Потом был обед, такой пресный, что повтори его тут же - и все равно не наешься и не поймешь вкуса. Но и тот половина девчонок пропустили.
Потом литература, и опять переодевались в купальники и длинные шопеновские пачки к дуэту. Света выдала недавно: "А вот угадайте, кто я? Раздеваюсь-одеваюсь, раздеваюсь-одеваюсь, раздеваюсь-одеваюсь. Вы думаете, я проститутка? Нет, я балерина". В других училищах давно отменили школьную форму, но директриса на каждом собрании долбила, что московская школа - лицо советского балета, что форма дисциплинирует, и, бывало, опаздывающие девчонки кое-как натягивали школьные юбки и пиджаки прямо на мокрые купальники.
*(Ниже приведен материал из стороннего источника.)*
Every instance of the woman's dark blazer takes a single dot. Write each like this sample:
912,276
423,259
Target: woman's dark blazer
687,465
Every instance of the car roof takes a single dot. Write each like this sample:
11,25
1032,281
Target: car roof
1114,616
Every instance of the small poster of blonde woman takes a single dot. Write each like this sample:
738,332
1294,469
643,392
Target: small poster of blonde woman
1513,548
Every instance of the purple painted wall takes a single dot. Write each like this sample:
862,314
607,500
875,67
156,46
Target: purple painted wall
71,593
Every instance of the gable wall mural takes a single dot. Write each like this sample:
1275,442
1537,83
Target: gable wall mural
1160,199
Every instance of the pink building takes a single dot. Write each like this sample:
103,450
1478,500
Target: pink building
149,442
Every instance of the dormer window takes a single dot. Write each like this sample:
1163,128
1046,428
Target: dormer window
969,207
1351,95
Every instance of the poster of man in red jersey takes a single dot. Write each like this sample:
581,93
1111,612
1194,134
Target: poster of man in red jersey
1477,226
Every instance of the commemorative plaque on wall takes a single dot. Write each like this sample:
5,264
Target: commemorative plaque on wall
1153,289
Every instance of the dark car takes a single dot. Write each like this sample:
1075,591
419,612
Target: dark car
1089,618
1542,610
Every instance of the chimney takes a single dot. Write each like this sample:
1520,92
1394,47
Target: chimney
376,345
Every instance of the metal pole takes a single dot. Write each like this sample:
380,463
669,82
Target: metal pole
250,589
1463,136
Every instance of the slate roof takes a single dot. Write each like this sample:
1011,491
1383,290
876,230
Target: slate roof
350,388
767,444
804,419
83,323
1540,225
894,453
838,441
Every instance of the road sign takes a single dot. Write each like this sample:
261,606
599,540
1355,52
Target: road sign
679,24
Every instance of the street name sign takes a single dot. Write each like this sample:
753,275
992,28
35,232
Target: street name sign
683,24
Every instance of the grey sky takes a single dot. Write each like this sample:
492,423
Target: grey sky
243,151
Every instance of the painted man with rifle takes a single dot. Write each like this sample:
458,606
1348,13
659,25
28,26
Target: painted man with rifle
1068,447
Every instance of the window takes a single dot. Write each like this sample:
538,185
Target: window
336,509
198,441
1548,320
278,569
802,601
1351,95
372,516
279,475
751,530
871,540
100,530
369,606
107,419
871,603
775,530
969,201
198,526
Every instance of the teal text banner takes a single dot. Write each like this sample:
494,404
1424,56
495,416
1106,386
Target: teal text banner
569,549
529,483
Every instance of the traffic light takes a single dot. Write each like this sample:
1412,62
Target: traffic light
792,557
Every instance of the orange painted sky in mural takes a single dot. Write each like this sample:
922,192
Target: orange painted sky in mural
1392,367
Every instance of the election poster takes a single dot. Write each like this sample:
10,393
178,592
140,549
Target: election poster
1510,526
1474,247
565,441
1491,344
После дуэта Юлькин класс отправили в фотоцех, "на клеточки". В подвале тупиковая стена была расчерчена в крупную клетку, девчонки по одной выходили в комбинезонах под слепящий свет ламп - спиной к стене, пятки вместе, руки по швам, подбородок вверх, потом профиль слева. Двойные фотографии, похожие на "их разыскивает милиция", подкалывались в личное дело - по ним каждый год перед экзаменами проверяли форму: длину ног, ширину бедер, у кого коротка голень, у кого крупная голова или великовата грудь.
В кабинете анатомии, увешанном схемами человеческих костей, Юлька раскрыла наконец учебник французского, полистала и принялась рисовать узоры на полях. Хаким за соседним столом, скучно подперев одной рукой голову, другой тискал Ильинскую. Та невозмутимо красилась, разложив косметику.
- Что, на дуэте не нащупался? - спросила она, поправляя тени.
- Не, скелет учу…
На улице темнело, в классе зажгли свет - тянулся к концу длинный день, обыкновенный день, неотличимый от других таких же, которые оставляли за собой только привычную боль в ногах и забывались раньше, чем коснешься головой подушки.
Середа вернулась к последнему уроку, математике, села на свое место перед Юлькой.
- Ты что так долго?
- На рентген ездила, - Света обернулась к ней - и вдруг улыбнулась безмятежно и счастливо.
- Ты чего? - спросила Юлька, тоже невольно улыбаясь.
- Весна скоро…
- Экзамены скоро, - буркнула Ия, не отрываясь от тетради.
Когда девчонки после репетиции в учебном театре возвращались в интернат, Юльку окликнула из своей комнаты Галина Николаевна и сказала, что ее ждут внизу.